Mit dem Gedanken der Persönlichkeitstypen arbeitet die Psychologie seit der Antike. Hippokrates teilte die Menschen im 4. Jahrhundert vor Christus nach ihrem vorherrschenden "Körpersaft" in Sanguiniker, Choleriker, Melancholiker und Phlegmatiker ein. Heute lächeln wir darüber, doch der Kern hat überlebt: Menschen unterscheiden sich systematisch darin, wie sie auf ihre Umwelt reagieren.
Die moderne Psychologie hat weit feinere Werkzeuge. Statt vier Schubladen arbeitet sie mit Dimensionen, Skalen und Profilen. Und genau hier wird es spannend, denn es existieren mehrere große Systeme, und jedes betrachtet die Persönlichkeit aus einem anderen Blickwinkel.

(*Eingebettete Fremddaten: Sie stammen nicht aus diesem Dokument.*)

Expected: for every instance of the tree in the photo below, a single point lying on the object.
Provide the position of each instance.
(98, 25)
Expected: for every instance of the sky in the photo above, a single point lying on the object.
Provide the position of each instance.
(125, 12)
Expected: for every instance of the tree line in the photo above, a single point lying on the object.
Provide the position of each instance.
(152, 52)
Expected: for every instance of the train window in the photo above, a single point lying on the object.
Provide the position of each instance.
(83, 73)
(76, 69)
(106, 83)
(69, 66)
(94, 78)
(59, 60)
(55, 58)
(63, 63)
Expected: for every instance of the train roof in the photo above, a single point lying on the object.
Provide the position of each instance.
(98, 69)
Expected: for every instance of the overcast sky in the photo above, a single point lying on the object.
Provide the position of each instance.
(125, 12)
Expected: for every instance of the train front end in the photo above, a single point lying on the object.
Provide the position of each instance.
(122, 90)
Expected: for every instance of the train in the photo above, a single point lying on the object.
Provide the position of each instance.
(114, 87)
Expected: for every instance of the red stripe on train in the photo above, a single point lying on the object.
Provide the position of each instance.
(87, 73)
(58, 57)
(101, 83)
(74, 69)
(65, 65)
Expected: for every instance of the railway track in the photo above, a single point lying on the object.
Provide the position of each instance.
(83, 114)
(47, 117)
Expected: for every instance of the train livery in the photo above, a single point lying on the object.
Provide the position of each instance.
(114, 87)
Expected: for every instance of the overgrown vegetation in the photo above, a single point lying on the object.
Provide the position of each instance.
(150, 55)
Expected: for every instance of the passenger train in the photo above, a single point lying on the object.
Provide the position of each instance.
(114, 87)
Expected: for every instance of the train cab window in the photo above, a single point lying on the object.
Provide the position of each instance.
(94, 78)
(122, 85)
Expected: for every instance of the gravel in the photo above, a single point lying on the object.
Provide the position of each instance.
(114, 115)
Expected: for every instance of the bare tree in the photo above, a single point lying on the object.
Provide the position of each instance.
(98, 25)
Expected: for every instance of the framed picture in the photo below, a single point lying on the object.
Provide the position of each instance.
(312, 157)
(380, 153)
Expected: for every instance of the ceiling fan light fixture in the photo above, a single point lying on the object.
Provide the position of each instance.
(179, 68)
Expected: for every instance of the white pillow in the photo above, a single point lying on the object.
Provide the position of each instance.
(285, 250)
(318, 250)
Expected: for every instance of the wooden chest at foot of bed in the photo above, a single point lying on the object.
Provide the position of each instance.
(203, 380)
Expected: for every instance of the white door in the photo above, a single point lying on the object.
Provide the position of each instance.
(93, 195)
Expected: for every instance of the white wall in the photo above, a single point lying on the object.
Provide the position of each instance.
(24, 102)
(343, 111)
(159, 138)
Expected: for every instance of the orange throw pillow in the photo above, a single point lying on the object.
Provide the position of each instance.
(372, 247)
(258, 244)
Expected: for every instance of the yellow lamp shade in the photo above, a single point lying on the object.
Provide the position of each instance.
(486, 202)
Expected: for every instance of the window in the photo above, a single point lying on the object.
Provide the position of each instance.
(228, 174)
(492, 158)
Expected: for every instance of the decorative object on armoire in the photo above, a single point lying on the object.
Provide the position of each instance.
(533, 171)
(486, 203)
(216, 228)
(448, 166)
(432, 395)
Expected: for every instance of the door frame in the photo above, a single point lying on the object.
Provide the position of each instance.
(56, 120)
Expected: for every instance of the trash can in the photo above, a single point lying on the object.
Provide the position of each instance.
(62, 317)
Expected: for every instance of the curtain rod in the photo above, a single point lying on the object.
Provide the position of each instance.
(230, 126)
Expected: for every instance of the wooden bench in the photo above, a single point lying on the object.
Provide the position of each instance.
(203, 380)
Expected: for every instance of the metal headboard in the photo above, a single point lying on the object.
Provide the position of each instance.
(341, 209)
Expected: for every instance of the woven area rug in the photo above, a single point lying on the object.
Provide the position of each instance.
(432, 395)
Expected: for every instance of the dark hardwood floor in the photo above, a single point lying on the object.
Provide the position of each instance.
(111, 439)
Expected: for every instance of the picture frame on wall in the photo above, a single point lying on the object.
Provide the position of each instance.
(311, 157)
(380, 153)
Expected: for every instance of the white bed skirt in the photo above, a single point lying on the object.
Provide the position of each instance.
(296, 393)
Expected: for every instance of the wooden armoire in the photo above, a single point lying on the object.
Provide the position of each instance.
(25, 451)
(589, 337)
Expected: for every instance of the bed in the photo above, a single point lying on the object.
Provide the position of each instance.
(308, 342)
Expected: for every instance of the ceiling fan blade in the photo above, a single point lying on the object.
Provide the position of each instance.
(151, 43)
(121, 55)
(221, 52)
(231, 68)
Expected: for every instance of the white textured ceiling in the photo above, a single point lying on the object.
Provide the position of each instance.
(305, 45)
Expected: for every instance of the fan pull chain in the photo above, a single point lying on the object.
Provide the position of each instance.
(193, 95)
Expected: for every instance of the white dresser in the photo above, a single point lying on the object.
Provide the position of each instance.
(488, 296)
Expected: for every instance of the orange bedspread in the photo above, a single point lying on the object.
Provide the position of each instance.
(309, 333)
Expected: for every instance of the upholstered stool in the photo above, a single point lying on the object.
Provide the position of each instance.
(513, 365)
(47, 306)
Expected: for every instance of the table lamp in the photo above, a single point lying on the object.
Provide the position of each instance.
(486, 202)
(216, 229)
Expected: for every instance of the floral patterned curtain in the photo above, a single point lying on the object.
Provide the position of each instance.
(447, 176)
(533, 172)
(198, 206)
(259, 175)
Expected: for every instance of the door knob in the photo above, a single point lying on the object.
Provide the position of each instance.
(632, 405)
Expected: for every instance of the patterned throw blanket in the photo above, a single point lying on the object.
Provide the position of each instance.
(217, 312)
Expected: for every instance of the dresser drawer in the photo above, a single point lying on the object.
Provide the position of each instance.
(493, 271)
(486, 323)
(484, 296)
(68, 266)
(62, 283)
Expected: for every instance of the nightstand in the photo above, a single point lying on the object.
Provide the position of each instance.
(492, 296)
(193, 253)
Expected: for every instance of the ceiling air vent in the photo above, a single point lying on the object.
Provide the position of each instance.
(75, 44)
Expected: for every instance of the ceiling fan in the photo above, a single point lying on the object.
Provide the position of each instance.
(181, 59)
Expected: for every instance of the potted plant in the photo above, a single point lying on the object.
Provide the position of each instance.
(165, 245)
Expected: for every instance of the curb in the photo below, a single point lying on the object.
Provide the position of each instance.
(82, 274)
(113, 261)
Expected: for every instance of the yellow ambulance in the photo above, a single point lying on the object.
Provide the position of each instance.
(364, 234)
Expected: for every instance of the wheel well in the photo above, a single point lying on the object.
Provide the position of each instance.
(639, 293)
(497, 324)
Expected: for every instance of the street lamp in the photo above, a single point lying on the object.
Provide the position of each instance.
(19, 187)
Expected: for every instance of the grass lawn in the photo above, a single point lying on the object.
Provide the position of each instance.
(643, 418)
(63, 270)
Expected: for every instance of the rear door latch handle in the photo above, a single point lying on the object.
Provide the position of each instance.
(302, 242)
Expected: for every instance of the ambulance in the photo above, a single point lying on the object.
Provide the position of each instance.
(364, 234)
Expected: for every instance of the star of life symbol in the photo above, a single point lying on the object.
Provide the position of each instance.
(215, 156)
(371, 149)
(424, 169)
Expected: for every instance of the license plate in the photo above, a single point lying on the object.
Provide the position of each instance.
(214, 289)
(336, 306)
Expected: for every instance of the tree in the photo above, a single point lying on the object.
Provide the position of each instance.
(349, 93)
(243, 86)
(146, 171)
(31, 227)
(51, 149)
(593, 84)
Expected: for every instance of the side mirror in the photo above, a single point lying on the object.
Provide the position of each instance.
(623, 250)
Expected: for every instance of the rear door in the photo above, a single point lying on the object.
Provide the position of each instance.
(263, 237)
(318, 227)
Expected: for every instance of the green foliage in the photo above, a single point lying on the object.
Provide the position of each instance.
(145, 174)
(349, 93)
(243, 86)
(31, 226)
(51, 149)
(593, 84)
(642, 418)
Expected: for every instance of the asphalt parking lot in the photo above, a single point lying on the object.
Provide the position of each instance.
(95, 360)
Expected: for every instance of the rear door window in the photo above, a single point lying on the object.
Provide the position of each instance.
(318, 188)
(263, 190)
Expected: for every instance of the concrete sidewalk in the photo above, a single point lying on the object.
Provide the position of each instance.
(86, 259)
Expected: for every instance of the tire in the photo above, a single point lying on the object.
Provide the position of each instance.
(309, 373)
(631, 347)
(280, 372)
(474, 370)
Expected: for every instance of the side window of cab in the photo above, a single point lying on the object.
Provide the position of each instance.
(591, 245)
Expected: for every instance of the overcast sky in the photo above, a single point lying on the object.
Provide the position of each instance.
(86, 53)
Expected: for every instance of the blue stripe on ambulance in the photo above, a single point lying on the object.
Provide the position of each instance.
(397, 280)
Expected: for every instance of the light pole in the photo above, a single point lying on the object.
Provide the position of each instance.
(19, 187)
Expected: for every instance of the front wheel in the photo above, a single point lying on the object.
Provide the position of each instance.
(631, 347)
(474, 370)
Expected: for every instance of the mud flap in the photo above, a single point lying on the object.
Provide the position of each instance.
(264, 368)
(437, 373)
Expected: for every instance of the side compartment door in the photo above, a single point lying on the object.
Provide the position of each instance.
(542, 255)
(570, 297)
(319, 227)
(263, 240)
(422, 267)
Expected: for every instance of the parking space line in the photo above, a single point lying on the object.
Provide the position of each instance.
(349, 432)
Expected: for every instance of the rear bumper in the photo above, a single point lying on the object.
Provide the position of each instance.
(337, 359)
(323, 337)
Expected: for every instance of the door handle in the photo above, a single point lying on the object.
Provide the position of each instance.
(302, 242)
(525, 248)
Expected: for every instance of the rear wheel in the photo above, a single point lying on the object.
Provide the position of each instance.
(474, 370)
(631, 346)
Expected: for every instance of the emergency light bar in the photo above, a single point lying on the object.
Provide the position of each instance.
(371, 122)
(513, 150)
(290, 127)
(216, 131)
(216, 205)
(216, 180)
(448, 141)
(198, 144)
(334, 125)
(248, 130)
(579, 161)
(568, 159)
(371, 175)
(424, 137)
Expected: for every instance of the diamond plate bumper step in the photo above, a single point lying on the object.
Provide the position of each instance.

Vier große Systeme der Persönlichkeitstypen
MBTI - 16 Typen nach Myers und Briggs
Der Myers-Briggs Type Indicator ist vermutlich die bekannteste Persönlichkeitstypologie der Welt. Katharine Briggs und ihre Tochter Isabel Myers entwickelten sie in den 1940er Jahren auf der Grundlage von Carl Gustav Jungs Theorie. Das System gliedert die Persönlichkeit entlang von vier Dimensionen:
| Dimension | Pol A | Pol B | Was gemessen wird |
|---|---|---|---|
| Energie | Extraversion (E) | Introversion (I) | Woher Sie Energie beziehen |
| Wahrnehmung | Sensing (S) | Intuition (N) | Wie Sie Informationen verarbeiten |
| Entscheidung | Thinking (T) | Feeling (F) | Wie Sie zu Entscheidungen kommen |
| Lebensstil | Judging (J) | Perceiving (P) | Wie Sie Ihre Zeit strukturieren |
Aus der Kombination dieser Dimensionen entstehen 16 Persönlichkeitstypen - von INTJ (der strategische Visionär) bis ESFP (der spontane Unterhalter). Jeder Typ hat einen eigenen Stil zu denken, zu kommunizieren und Probleme zu lösen.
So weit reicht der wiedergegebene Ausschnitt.